Motivation: Understanding the immune cell states shared between COVID-19 and other inflammatory diseases with established therapies may help nominate immunomodulatory therapies.
Build an immune cell reference consisting of >300,000 single-cell transcriptomic profiles from COVID-19 affected lungs and tissues from healthy subjects and patients with 5 inflammatory diseases: rheumatoid arthritis (RA), Crohn’s disease (CD), ulcerative colitis (UC), lupus, and interstitial lung disease. We tested the association of shared immune states with severe/inflamed status compared to healthy using mixed-effects modeling.
Identify a CXCL10+ CCL2+ inflammatory macrophage phenotype that is shared and strikingly abundant in severe COVID-19 bronchoalveolar lavage samples, inflamed RA synovium, inflamed CD ileum and UC colon. We found this macrophage phenotype is induced upon co-stimulation by IFN-γ and TNF-α collaborating with the Donlin lab.

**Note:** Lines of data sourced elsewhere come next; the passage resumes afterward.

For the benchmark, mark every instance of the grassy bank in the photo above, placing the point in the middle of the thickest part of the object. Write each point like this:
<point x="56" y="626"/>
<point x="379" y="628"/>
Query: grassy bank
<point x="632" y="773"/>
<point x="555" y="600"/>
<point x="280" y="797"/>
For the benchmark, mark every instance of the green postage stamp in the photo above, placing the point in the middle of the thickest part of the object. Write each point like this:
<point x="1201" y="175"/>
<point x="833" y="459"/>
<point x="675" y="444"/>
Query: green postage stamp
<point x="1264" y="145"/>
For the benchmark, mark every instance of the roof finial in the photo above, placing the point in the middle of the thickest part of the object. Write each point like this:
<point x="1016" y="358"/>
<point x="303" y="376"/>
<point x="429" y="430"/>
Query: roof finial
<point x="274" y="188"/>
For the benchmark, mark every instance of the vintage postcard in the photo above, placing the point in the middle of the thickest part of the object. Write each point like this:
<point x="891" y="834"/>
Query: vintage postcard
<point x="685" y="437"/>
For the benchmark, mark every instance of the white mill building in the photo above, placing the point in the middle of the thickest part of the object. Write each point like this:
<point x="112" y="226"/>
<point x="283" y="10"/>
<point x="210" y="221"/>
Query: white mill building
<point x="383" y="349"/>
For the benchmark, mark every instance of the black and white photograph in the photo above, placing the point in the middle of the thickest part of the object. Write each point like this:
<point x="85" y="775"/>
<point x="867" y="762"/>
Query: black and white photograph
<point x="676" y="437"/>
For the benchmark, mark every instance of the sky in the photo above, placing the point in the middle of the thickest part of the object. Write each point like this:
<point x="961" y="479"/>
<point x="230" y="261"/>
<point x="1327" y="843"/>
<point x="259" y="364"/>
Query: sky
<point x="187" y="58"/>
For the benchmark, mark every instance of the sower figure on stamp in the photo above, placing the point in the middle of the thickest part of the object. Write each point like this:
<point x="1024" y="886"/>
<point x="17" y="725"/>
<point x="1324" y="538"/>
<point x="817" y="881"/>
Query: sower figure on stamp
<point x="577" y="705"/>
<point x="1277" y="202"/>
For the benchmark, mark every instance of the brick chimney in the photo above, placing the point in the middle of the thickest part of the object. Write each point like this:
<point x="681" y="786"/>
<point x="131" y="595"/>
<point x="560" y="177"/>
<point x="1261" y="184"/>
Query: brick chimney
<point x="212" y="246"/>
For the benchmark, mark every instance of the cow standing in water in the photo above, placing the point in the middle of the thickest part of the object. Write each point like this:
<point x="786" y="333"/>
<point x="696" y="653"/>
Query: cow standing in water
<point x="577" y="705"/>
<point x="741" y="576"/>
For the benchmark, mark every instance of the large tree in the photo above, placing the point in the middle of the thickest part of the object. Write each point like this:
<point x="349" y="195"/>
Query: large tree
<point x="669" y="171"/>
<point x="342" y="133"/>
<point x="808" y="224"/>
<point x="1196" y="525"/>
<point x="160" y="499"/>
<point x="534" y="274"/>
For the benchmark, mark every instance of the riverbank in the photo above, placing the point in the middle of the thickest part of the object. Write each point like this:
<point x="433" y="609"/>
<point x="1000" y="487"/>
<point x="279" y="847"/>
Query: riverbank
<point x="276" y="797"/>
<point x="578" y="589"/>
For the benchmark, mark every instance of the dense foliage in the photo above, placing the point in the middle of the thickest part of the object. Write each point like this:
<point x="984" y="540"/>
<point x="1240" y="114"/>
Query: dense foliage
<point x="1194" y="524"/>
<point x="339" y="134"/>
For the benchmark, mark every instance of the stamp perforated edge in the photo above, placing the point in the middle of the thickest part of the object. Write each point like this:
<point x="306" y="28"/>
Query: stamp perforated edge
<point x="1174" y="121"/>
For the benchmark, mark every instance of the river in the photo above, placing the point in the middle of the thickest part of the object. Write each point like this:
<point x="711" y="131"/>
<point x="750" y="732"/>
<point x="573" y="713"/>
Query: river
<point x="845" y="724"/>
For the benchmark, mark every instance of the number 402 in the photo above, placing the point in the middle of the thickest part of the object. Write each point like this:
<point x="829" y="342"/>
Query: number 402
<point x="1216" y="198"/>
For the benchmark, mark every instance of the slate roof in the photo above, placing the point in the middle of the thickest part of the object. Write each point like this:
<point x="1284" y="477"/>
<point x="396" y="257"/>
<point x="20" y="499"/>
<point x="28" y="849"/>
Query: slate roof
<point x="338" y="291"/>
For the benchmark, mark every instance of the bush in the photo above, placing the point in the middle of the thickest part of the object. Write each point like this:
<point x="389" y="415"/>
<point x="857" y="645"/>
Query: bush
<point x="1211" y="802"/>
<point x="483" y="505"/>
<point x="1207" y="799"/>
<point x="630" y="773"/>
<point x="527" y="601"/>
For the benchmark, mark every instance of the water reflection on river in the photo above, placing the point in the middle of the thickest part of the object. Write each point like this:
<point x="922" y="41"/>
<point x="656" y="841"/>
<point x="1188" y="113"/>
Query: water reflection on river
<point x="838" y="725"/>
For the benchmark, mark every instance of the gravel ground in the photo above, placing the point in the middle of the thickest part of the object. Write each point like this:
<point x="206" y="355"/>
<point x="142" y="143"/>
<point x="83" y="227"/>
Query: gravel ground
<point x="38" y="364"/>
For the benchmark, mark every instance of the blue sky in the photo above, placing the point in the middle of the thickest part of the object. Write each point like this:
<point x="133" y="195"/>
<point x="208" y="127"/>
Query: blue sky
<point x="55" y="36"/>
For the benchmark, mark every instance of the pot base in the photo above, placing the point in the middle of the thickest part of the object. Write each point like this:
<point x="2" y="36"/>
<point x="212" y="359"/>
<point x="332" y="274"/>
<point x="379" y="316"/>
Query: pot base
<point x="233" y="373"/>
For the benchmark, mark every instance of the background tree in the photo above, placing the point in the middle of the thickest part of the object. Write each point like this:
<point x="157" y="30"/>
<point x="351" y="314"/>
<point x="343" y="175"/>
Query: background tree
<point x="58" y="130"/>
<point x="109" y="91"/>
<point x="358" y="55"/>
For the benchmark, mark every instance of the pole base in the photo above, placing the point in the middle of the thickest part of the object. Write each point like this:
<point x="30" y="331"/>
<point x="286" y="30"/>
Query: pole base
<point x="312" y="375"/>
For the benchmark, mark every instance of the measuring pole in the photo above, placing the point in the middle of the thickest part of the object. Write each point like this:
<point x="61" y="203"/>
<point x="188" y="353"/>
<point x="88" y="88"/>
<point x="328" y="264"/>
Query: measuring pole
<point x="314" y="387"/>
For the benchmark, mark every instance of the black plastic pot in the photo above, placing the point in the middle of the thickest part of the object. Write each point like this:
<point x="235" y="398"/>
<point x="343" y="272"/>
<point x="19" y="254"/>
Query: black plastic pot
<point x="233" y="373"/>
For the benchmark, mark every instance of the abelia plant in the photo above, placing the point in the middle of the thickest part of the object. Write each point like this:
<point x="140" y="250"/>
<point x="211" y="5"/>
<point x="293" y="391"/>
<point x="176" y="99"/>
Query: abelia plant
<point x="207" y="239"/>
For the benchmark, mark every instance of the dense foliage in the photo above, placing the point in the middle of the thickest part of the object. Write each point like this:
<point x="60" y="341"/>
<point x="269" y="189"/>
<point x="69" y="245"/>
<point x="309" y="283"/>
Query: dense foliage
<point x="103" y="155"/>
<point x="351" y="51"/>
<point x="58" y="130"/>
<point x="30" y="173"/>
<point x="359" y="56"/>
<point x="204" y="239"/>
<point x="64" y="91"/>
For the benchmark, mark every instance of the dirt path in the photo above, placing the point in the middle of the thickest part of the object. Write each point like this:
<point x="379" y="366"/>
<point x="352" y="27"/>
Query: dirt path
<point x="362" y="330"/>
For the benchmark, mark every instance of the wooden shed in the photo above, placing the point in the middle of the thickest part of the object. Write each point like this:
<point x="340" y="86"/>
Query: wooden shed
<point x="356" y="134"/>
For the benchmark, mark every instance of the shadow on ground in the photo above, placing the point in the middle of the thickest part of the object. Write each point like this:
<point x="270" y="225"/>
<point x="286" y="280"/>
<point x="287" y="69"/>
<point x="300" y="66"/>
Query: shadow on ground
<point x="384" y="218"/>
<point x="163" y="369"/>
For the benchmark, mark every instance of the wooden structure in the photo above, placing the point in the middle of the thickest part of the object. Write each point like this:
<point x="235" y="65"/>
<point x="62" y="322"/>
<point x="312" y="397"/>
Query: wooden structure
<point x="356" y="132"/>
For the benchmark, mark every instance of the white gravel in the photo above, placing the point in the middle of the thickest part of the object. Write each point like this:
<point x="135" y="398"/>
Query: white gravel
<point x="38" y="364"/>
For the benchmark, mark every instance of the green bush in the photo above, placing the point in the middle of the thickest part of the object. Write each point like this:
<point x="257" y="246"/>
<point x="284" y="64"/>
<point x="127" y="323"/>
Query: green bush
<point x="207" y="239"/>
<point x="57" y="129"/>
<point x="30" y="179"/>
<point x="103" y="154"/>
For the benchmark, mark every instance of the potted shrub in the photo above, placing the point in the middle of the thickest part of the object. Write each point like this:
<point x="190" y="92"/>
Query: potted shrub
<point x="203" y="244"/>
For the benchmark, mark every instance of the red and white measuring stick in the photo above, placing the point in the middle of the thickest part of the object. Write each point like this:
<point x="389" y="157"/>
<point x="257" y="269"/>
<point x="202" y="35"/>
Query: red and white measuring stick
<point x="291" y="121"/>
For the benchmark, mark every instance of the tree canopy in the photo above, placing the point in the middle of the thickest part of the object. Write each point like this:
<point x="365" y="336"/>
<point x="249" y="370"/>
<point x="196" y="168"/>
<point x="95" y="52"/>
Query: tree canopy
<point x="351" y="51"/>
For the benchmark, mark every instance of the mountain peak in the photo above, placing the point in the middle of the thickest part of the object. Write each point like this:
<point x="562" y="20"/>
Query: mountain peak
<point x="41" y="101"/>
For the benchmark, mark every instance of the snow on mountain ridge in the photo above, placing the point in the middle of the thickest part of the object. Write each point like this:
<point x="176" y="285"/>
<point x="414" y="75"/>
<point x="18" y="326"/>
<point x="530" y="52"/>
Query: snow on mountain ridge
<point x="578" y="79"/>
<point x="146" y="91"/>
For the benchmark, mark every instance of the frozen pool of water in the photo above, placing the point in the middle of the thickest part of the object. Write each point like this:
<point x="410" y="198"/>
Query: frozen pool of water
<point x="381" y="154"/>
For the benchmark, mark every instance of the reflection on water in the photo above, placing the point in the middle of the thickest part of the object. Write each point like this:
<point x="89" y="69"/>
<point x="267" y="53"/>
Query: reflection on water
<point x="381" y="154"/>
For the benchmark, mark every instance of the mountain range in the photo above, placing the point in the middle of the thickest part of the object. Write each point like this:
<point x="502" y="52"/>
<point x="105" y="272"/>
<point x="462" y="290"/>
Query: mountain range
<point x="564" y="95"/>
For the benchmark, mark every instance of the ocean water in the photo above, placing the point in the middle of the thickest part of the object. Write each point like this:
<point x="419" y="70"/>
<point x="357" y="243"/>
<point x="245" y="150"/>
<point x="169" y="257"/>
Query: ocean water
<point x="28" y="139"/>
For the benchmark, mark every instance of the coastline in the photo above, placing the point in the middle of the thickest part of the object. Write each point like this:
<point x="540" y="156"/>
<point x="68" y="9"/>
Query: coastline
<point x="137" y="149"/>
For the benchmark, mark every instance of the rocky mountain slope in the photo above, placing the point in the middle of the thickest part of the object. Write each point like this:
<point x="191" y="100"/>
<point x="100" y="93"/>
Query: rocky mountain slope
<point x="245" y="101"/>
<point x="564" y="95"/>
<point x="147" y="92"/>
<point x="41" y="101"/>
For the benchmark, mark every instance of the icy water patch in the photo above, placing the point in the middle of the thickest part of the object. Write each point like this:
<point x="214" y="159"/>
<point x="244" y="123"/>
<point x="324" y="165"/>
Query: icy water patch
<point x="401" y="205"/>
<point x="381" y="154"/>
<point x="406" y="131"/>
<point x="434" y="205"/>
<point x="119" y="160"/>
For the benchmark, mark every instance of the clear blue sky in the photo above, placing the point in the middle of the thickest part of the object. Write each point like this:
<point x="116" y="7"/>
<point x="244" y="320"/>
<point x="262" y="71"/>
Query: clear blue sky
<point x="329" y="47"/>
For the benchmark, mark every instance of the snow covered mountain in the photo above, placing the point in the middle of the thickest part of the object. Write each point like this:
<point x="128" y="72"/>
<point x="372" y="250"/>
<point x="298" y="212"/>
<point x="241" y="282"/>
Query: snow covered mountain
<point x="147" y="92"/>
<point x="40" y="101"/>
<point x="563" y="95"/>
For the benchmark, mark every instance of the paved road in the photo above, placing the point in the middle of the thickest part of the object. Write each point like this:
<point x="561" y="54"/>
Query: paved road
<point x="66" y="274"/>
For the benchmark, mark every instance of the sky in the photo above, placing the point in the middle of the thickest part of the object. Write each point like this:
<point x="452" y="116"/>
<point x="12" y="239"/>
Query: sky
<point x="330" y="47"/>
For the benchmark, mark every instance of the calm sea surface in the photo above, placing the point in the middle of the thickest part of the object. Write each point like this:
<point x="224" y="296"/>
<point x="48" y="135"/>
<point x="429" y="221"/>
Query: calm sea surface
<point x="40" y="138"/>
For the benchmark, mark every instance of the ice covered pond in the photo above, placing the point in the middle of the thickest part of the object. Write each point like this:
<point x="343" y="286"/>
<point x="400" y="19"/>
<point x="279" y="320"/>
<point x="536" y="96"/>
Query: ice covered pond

A proof of concept: This reference can be used to query/investigate cells from other inflammatory diseases and their transcriptomic similarities with our reference which incorporates 5 inflammatory diseased tissues and COVID-19 BALF. We provide a Notebook of example code to show how to map Sepsis PBMCs (Reyes, et al, Nature Medicine, 2020) to our cross-diseased tissue single-cell reference and identify shared inflammatory structures.
Citation: Zhang, Fan, et al. IFN-γ and TNF-α drive a CXCL10+ CCL2+ macrophage phenotype expanded in severe COVID-19 lungs and inflammatory diseases with tissue inflammation. Genome Medicine, 2021.